Wednesday, October 18, 2017

The Europe Merkel Made



By Michael Brendan Dougherty
Wednesday, October 18, 2017

Angela Merkel really is the most consequential politician of modern Europe, but lately not in the way she hopes. Her 2015 decision to welcome over 1 million migrants into her country, and then her attempts to impose refugee quotas across the European Union, have altered the politics of Europe for a generation.

The latest of the run on-effects of this decision is now in Austria. The 31-year-old leader of the People’s Party, Sebastian Kurz, will soon be chancellor of Austria, after the smashing success of his insurgent campaign, which renovated the party. Kurz won by promising “something new” in politics. That something new includes a position on immigration that is arguably harder than the one offered by the far-right Freedom Party, a group with some roots in fascist politics and the likely coalition partner of Kurz’s party. Kurz talks openly of working with or joining the Visgrád Group, the four countries of central Europe that have rejected Merkel’s migration quotas.

The migration flow created after the 2015 “welcome” were used by terrorists involved in the Bataclan massacre in Paris and in the Brussels airport bombing. The sudden security problem overwhelmed and essentially ended the Schengen arrangements that allowed free travel between many European countries. Thus began a race of border reinforcements. In mid 2015, Hungary closed its border to Serbia. The weeks afterward saw Bulgaria build a fence along its border with Turkey. Then Austria closed its border to Hungary, and Hungary closed its border to Austria. Germany temporarily closed to Austria. Weeks later, Slovenia began building a wall on its Croatian border. These are Merkel’s walls.

There has been a serious price at home. Merkel’s entire political calculus had always assumed that Germany’s ugly 20th-century history meant that there never could be a serious right-wing challenge to the center-right Christian Democratic parties. That turned out to be wrong. The right-populist Alternative for Germany helped bring Merkel’s CDU to its worst electoral performance in seven decades. Merkel’s constant attempts at triangulating to her left have also severely weakened the morale and performance of the Christian Social Union, the Bavarian sister party to the CDU. To her credit, she has recognized the potential for disaster. And she quickly negotiated an ugly deal with Turkey to close the refugee flow coming over land from the Middle East.

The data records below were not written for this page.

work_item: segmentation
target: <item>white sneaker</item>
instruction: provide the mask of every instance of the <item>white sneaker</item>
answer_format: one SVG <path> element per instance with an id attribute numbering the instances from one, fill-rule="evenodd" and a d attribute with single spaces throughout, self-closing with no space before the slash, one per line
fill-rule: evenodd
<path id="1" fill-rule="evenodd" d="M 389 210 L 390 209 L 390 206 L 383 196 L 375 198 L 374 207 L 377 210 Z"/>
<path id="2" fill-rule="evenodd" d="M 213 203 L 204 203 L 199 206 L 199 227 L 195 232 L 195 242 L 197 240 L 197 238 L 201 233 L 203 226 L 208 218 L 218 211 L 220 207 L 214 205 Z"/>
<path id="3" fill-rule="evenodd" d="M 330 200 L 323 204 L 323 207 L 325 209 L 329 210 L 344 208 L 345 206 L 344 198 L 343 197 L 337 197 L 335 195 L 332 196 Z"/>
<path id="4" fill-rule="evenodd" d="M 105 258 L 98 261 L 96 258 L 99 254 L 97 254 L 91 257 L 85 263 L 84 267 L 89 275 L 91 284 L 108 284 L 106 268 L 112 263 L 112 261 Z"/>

Leif-Erik Holm, one of the more moderate voices in Alternative for Germany, also placed the blame for Brexit on her doorstep. “Angela Merkel opened the borders and the British realized in that moment that ‘hang on, we are not in control of our country’ and decided for Brexit because of this,” he said in an interview earlier this year.

In fact, Holm is understating Merkel’s role. Because it was Merkel who played the hardliner with U.K. prime minister David Cameron ahead of Brexit. He went to Brussels to get some compromise deal on “freedom of movement” ahead of the talks, trying to assuage the No. 1 concern of the British public. Merkel gave him no concessions at all, just months after she had initiated this wave of migration not only from Syria but from Eritrea and sub-Saharan Africa.

And all of this leaves out the way Merkel’s invitation became a boon for human smuggling operations in Niger and Libya. Her great humanitarian gesture had the nasty underside that we see in the horrific details from migrant camps in North Africa.

Merkel has practiced what Business Insider’s Josh Barro calls “no-choice politics.” During the euro crisis, she relied on there being no choice to exit the currency union. During the run-up to Brexit, she relied on the fact that Cameron had no choice but to argue for Remain, no matter how little she offered. She relied on there being no choice to her right in Germany. It hasn’t worked.

Merkel took responsibility for Europe over the last decade. And Brexit, her party’s diminished majority, the border walls rising, and the advent of populist alternatives are her legacy.